Days of Rona: Andrew Field of APF Records

The statistics of COVID-19 change with every news cycle, and with growing numbers, stay-at-home isolation and a near-universal disruption to society on a global scale, it is ever more important to consider the human aspect of this coronavirus. Amid the sad surrealism of living through social distancing, quarantines and bans on gatherings of groups of any size, creative professionals — artists, musicians, promoters, club owners, techs, producers, and more — are seeing an effect like nothing witnessed in the last century, and as humanity as a whole deals with this calamity, some perspective on who, what, where, when and how we’re all getting through is a needed reminder of why we’re doing so in the first place.

Thus, Days of Rona, in some attempt to help document the state of things as they are now, both so help can be asked for and given where needed, and so that when this is over it can be remembered.

Thanks to all who participate. — JJ Koczan

andrew field apf records

Days of Rona: Andrew Field of APF Records (Manchester, UK)

How are you dealing with this crisis as a label? Have you had to rework plans at all? How is everyone’s health so far?

As the owner of a small label which is largely dependent on sales of LPs and CDs, COVID-19 has presented a few challenges. First of all, there’s the fact my next big release (Desert Storm’s Omens album on 1st May) is being manufactured right now and I don’t know whether I’ll get the stock in time. Then there’s the fact our distributor has shut their offices, and online retailers like Amazon aren’t taking receipt of-third party items at the moment. Plus, with lots of people so sadly losing their jobs or being furloughed at present LPs are becoming an item many people don’t need or can’t afford just now.

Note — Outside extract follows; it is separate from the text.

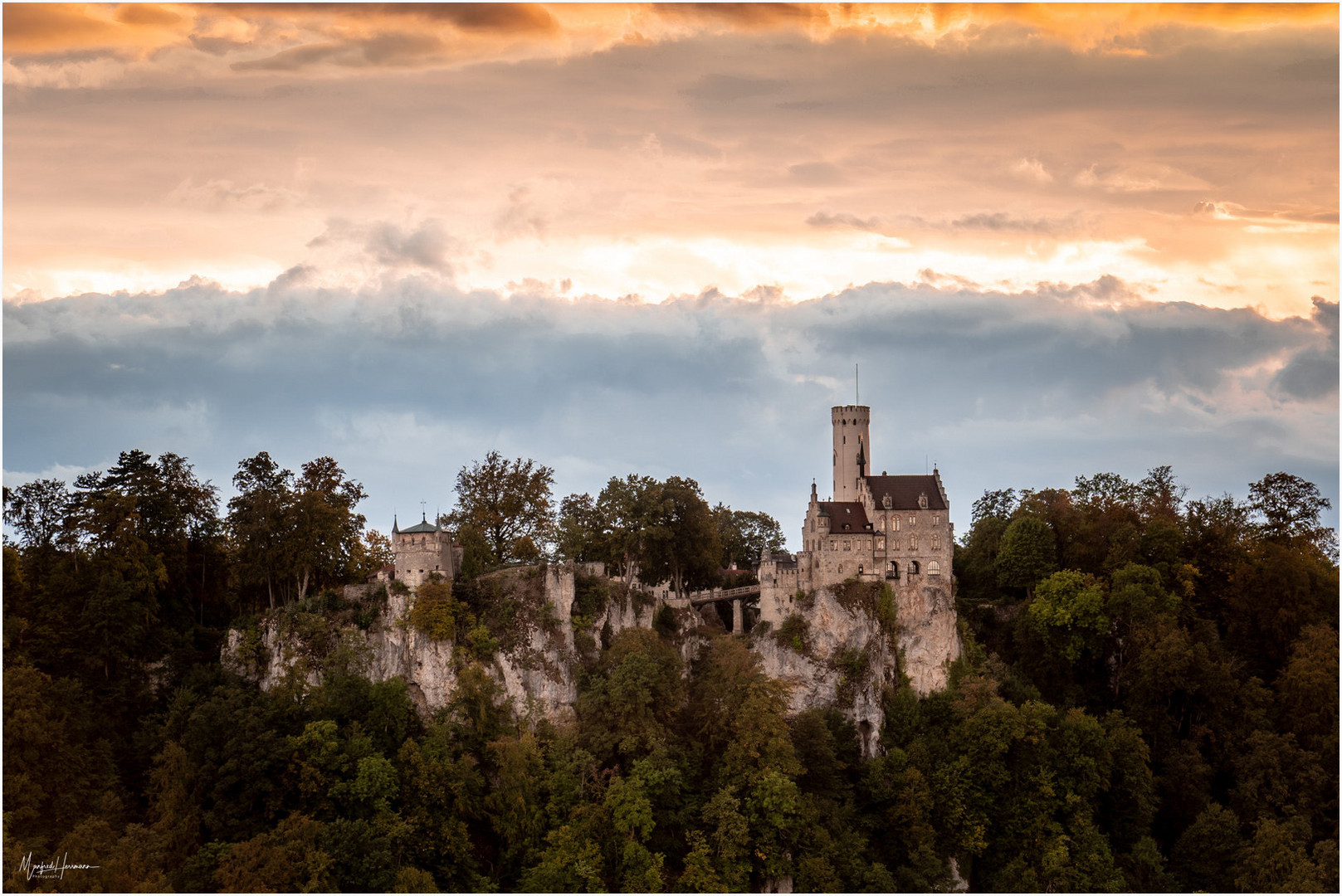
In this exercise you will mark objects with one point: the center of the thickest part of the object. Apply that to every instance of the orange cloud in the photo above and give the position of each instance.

Then there’s the daily question about whether or not we should still be shipping LPs, which involves a trip to the Post Office. How I’ve handed that thus far is by only going to mail records out when I have to go food shopping, as the Post Office is next to the supermarket. But I can see a time real soon where that won’t be an appropriate or safe thing to do.

A lot of our album sales come from APF’s 26 bands playing gigs. None of them are playing live at the moment, so that income stream has gone. Many people think a record label can survive on streaming income, but the reality is that we get no income from Bandcamp streams and just 0.004p per track play from Spotify.

On the upside, I’ve suddenly got lots of time to make plans for the future. Usually it’s seat of your pants running APF. This amount of free time is quite useful.

What are the quarantine/isolation rules where you are?

I live in Manchester, England where we are in a semi-lockdown. We haven’t got anywhere near the peak infection period yet so I anticipate that lockdown becoming more robust over the next week or so.

How have you seen the virus affecting the community around you and in music?

I like to accentuate the positives rather than focus too much on the negatives. It’s been great watching bands create original content online, with the recent Kurokuma / Friendship live stream on YouTube being a fine example. And people are rediscovering their record collections and seeking out new tunes to fill their time.

What is the one thing you want people to know about your situation, either as a band, or personally, or anything?

I’m staying indoors unless I have to go buy food. And if you find music helps you through these difficult times, APF has got your back.